Nous observons deux mouvements. D’un côté, les autorités municipales travaillent avec des entreprises pour favoriser l’utilisation des données ouvertes sous forme d’applications pour téléphones intelligents. Il s’agit de faciliter la vie du citadin qui se repère ainsi facilement dans les services ou les environnements, type centre commercial ou gare. Les jeunes programmeurs sont mis à contribution via des concours largement ouverts. Ainsi, on a pu voir l’intérêt d’une société comme Orange pour une prise en charge des nouvelles technologies par des acteurs autonomes, avec une conscience assez aiguë de la nécessité d’un débat sur les nouvelles formes de la protection de la vie privée.
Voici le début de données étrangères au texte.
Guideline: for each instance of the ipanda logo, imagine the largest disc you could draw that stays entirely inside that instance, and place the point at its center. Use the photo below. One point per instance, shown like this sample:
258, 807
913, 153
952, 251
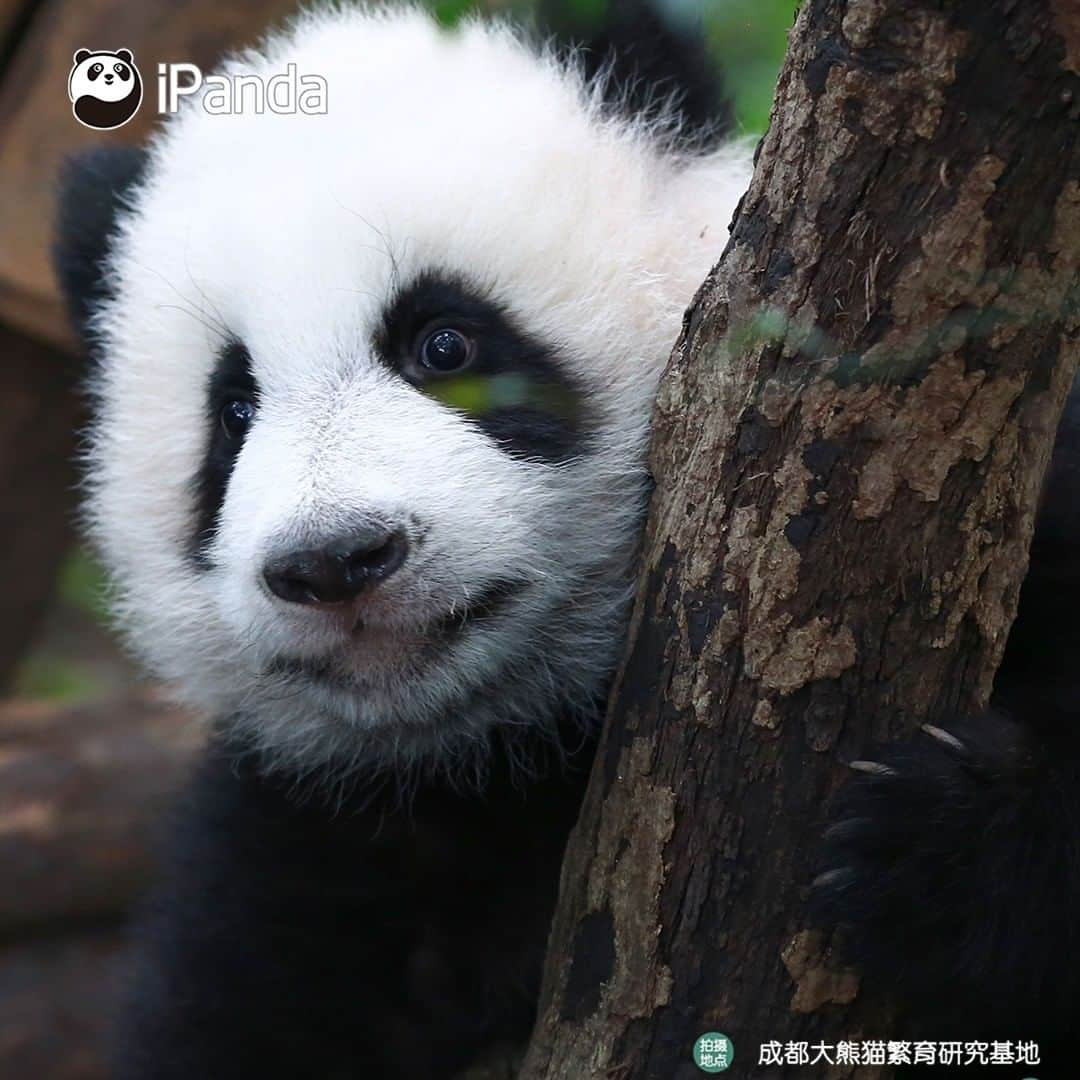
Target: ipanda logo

Mais ce type d’initiative ne peut suffire à modifier les comportements et les peurs sociales. L’autre mouvement concerne le développement d’enclos résidentiels privés qui finissent par nuire au vivre ensemble. Entre le souvenir d’un communisme qui imposait l’uniformité et la peur d’une globalisation éradiquant les spécificités locales, régionales, nationales ou européennes, les perspectives de smart city à Varsovie ne peuvent s’imposer en misant seulement sur le charme des technologies de demain. Sur ces questions, les jeunes ne sont pas particulièrement actifs, sauf sans doute dans le domaine artistique.Quel regard portez-vous sur le phénomène des « smart cities » ou « villes intelligentes » ?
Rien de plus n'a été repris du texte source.